Using a Customized Cost Function to deal with Unbalanced Data

As pointed in this Kdnuggets article, it’s often the case that we only have a few examples of the thing that we want to predict in our data. The use cases are countless: only a small part of our website visitors purchase eventually, only a few of our transactions are fraudulent, etc. This is a real problem when using Machine Learning. That’s because the algorithms usually need many examples of each class to extract the general rules in your data, and the instances in minority classes can be discarded as noise, causing some useful rules to never be found.

Unbalanced Dataset WhizzML

The Kdnuggets article explained several techniques that can be used to address this problem. Almost all those techniques rely on resampling the data so that all the possible outcomes (or classes) are uniformly represented. However, the last suggested method takes a different approach: adapting the algorithm to the data by designing a function, which penalizes the more abundant classes and favors the less populated ones using a per-instance cost function.

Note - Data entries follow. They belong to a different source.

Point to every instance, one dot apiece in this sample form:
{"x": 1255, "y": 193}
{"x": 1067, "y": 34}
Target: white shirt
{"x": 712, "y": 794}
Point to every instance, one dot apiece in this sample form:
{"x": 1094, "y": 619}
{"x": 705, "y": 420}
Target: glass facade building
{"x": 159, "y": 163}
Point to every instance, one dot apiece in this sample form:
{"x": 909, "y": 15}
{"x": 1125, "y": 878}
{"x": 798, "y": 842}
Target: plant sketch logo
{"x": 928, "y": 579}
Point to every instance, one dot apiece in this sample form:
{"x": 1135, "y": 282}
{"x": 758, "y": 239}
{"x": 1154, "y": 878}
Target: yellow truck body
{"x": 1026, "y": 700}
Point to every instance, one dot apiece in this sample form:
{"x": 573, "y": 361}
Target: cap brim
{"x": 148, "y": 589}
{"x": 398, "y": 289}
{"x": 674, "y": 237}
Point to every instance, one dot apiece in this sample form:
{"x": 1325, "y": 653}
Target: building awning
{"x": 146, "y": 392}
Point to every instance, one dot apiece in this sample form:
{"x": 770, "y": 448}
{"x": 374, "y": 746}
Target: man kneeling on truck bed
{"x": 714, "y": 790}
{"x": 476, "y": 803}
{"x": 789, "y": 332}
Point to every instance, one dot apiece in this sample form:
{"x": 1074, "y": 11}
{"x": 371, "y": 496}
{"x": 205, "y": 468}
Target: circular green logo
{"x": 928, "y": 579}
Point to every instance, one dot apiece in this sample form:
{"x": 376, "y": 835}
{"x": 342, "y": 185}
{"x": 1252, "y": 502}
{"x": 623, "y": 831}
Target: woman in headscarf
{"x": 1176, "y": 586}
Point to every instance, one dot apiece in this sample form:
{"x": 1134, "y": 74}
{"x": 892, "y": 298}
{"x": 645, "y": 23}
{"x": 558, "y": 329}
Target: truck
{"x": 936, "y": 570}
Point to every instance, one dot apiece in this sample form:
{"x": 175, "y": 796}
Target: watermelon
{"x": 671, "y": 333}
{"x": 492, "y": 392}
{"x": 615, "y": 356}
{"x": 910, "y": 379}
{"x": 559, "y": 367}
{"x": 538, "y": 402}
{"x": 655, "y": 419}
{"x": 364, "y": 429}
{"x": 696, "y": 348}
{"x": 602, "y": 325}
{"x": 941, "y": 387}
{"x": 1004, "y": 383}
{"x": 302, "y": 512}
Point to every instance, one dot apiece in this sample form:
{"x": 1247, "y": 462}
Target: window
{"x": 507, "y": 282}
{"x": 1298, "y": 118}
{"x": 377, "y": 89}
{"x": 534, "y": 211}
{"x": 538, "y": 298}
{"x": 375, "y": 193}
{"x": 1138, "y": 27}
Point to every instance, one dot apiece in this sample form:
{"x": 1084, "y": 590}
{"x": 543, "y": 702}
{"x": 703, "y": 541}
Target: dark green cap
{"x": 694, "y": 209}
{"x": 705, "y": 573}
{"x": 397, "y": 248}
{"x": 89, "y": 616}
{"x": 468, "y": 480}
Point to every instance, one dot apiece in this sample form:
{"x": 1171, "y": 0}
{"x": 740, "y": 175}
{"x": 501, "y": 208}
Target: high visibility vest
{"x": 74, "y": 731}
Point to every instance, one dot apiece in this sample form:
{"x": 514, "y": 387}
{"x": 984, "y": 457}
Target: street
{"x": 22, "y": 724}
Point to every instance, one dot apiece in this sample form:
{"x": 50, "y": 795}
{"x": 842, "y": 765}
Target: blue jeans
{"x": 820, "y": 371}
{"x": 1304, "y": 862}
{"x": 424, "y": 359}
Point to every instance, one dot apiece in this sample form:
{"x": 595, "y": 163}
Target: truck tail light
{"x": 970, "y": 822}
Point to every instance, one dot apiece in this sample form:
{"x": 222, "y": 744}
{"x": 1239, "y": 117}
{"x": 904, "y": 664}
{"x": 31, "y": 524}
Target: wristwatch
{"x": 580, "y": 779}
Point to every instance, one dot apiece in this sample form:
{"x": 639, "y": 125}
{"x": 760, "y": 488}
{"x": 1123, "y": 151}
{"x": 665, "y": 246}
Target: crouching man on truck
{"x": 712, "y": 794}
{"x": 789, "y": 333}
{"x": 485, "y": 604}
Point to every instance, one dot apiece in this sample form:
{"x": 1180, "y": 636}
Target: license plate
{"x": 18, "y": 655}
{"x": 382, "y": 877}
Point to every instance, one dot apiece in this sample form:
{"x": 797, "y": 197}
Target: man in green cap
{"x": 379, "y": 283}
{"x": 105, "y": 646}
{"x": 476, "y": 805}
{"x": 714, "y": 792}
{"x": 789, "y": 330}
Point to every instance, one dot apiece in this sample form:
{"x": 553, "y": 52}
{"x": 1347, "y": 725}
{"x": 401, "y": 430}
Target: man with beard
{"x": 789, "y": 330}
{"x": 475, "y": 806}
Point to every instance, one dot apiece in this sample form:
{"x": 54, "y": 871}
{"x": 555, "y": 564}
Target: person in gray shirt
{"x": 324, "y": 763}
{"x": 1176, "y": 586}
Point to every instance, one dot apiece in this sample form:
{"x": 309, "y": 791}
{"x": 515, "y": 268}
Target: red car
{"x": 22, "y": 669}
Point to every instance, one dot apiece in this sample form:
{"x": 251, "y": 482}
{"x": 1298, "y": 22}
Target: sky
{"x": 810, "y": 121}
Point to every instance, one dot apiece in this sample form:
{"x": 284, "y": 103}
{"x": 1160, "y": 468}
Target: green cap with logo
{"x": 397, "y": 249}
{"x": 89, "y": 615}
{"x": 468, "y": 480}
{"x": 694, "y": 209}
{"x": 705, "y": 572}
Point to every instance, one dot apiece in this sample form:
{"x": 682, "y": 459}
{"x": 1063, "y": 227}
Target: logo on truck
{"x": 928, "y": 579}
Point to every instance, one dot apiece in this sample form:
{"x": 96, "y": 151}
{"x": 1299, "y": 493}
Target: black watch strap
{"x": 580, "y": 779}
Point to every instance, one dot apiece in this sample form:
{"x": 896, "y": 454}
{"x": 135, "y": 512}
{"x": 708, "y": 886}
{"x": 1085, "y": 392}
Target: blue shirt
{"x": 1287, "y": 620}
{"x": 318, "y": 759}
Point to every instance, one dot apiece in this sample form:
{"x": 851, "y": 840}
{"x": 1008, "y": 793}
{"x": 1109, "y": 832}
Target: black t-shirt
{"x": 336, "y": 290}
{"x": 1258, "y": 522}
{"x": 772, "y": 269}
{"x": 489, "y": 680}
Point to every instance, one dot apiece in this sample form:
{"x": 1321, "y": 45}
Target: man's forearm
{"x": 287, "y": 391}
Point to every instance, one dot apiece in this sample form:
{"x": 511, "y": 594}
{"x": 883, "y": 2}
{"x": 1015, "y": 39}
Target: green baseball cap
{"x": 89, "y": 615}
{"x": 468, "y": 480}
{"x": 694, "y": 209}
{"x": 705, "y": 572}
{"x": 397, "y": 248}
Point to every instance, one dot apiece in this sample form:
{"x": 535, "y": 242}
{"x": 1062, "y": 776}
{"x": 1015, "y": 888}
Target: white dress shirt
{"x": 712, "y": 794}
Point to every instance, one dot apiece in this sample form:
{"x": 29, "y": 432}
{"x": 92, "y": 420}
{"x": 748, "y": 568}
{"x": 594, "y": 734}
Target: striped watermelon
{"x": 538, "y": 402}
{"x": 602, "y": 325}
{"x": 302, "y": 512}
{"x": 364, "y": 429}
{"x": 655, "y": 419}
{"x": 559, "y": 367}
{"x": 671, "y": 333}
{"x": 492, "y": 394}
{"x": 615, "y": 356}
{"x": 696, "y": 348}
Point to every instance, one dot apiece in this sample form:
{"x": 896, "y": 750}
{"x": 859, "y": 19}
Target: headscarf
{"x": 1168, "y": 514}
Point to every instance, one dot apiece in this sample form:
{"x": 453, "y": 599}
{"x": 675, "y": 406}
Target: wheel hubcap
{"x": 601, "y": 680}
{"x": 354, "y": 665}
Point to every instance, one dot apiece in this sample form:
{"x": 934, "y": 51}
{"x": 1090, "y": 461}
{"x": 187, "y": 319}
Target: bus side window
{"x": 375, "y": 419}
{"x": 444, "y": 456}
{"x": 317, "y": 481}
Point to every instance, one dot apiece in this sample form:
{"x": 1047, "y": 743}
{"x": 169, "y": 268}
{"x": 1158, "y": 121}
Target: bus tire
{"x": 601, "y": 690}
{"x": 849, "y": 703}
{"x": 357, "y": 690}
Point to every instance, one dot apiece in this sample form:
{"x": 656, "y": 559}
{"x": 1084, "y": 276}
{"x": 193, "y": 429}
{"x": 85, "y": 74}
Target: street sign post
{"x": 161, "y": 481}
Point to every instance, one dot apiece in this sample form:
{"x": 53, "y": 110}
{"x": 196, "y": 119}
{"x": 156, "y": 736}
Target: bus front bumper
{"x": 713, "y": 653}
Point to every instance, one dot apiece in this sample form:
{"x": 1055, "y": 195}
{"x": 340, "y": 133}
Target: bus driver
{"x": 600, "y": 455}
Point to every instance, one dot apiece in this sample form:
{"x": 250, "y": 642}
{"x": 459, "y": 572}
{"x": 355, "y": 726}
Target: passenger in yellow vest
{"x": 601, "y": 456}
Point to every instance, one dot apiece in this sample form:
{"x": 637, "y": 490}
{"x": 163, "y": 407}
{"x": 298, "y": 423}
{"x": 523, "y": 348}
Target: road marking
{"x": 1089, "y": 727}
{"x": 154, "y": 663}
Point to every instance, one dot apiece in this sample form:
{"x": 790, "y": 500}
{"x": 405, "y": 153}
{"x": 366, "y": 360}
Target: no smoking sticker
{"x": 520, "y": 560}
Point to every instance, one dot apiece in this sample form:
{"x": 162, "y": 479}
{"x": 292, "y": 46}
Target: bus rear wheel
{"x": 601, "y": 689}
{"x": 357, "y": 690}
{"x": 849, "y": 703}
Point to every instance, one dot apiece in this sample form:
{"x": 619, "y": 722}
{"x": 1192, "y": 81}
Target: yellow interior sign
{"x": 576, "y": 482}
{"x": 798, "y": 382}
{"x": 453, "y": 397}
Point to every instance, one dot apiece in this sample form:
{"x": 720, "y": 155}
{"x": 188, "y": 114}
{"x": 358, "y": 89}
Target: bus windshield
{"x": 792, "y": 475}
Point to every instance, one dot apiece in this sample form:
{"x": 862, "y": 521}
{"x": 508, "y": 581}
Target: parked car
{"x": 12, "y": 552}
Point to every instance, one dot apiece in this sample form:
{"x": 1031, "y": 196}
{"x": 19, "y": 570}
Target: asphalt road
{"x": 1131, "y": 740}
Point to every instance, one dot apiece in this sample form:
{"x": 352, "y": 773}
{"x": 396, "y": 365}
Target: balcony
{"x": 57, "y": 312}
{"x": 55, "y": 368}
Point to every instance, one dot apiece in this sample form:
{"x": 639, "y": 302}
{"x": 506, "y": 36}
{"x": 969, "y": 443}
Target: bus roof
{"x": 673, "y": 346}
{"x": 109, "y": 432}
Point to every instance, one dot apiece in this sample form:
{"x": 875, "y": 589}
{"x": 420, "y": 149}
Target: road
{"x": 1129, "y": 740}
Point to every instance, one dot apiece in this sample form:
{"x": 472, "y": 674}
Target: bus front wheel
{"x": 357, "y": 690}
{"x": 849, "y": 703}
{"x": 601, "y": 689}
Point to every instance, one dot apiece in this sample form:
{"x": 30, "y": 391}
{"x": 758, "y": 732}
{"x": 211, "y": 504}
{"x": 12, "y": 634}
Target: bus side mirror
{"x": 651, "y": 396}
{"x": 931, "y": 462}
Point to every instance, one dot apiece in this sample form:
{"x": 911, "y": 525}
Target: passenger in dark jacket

In BigML, we already have solutions that can be applied out-of-the-box to balance your unbalanced datasets thus improving your classification models. The model configuration panel offers different options for this purpose:

a balance objective option, that will weight the instances according to the inverse of the frequency of their class.
an objective weight option, where you can associate the weight of your choice to each particular class in your objective field (the one to be predicted when classifying)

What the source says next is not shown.